Quando un professionista del design — interior designer, progettista di interni, arredatore — accede a un cantiere edile o a un sito in ristrutturazione per effettuare sopralluoghi, rilievi, verifiche di avanzamento lavori o coordinamento con imprese edili e artigiani, rientra nell'ambito di applicazione del Titolo IV D.Lgs. 81/08 relativo ai cantieri temporanei e mobili. I DPI minimi richiesti per l'accesso ai cantieri sono stabiliti dal Regolamento UE 2016/425 e dalle norme tecniche di riferimento: elmetto di protezione conforme alla UNI EN 397, calzature di sicurezza con puntale antischiacciamento e suola antiperforazione categoria S3 (o almeno S1P in funzione del rischio specifico), giubbotto o giacca ad alta visibilità conforme alla UNI EN ISO 20471 classe 2 o 3. In funzione delle specifiche attività svolte nel sito, possono essere necessari guanti da lavoro, occhiali di protezione (ad esempio in presenza di lavorazioni che producono schizzi o polveri), mascherina FFP2 o FFP3 in presenza di polveri da demolizione o da materiali contenenti amianto (da gestire con procedura specifica). Se il sopralluogo avviene in un cantiere con più imprese esecutrici, il sito deve disporre del Piano di Sicurezza e Coordinamento (PSC) e il professionista deve rispettarne le disposizioni.
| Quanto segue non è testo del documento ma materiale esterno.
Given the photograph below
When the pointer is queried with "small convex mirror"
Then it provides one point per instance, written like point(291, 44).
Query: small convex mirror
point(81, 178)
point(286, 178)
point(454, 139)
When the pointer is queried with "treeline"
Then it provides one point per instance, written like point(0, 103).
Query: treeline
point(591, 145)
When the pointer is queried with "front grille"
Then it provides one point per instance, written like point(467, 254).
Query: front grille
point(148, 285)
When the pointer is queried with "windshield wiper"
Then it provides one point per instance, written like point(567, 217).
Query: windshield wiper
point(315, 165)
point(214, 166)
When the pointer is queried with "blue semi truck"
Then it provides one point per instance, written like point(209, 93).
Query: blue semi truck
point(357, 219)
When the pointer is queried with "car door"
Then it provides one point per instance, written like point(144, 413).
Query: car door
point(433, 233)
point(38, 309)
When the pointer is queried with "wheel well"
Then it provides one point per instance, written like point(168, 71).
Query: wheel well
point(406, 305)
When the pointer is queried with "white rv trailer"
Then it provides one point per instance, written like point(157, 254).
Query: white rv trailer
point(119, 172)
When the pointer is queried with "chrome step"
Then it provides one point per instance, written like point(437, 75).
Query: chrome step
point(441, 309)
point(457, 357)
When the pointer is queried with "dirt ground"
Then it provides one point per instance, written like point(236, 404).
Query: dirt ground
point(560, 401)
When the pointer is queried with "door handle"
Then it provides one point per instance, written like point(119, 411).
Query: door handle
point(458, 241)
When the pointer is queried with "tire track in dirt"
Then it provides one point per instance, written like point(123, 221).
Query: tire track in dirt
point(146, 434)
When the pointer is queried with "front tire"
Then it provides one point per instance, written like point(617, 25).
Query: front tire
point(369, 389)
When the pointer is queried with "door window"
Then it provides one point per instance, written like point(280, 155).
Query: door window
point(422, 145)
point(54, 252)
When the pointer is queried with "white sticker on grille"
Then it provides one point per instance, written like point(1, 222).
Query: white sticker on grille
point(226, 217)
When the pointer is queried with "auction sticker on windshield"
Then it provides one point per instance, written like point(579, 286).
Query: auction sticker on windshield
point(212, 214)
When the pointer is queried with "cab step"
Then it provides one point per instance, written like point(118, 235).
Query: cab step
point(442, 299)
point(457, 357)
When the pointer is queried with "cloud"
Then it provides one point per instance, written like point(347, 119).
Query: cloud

I DPI devono essere consegnati ai lavoratori con verbale firmato e il loro utilizzo deve essere verificato dal datore di lavoro.

14. Fonti normative

Fonti normative

  • D.Lgs. 9 aprile 2008 n. 81 — Testo Unico salute e sicurezza sul lavoro (artt. 17, 28, 36-37, 41, 55, 173-179 VDT, Titolo IX agenti chimici, Titolo VI MMC, Titolo IV cantieri)
  • D.Lgs. 81/08 artt. 173-179 e Allegato XXXIV — Uso delle attrezzature munite di videoterminali
  • D.Lgs. 81/08 Titolo IX artt. 221-232 — Protezione da agenti chimici: valutazione, misure di prevenzione, DPI, sorveglianza sanitaria
  • D.Lgs. 81/08 Titolo VI artt. 167-171 — Movimentazione manuale dei carichi
  • Accordo Stato-Regioni 21 dicembre 2011 — Formazione lavoratori, preposti e dirigenti ai sensi del D.Lgs. 81/08
  • Accordo Stato-Regioni 7 luglio 2016 — Indicazioni operative attuative degli obblighi di formazione
  • D.M. 2 settembre 2021 — Criteri per la gestione delle emergenze nei luoghi di lavoro (prevenzione incendi)
  • Linee Guida INAIL — Valutazione e gestione del rischio stress lavoro-correlato (edizione 2017, aggiornamento 2023)
  • Indicazioni della Commissione Consultiva Permanente — Metodo di valutazione preliminare dello stress lavoro-correlato (18 novembre 2010)
  • UNI EN ISO 9241 — Ergonomia dell'interazione uomo-sistema (postazioni con videoterminali) — menzione come riferimento tecnico di settore
  • Regolamento UE 2016/425 — Dispositivi di protezione individuale (DPI): requisiti e classificazione
  • D.Lgs. 81/08 Titolo III artt. 80-86 — Impianti e attrezzature elettriche: obblighi del datore di lavoro

Disclaimer.Questa guida ha finalità informative ed editoriali e non sostituisce la valutazione tecnica o legale del caso specifico. Gli obblighi applicabili dipendono dalla struttura dello studio, dalle mansioni presenti, dall'attività concretamente svolta e dalla normativa vigente. DVR, valutazione VDT, valutazione del rischio chimico, valutazione dello stress lavoro-correlato e sorveglianza sanitaria devono essere adattati al caso concreto da professionisti qualificati.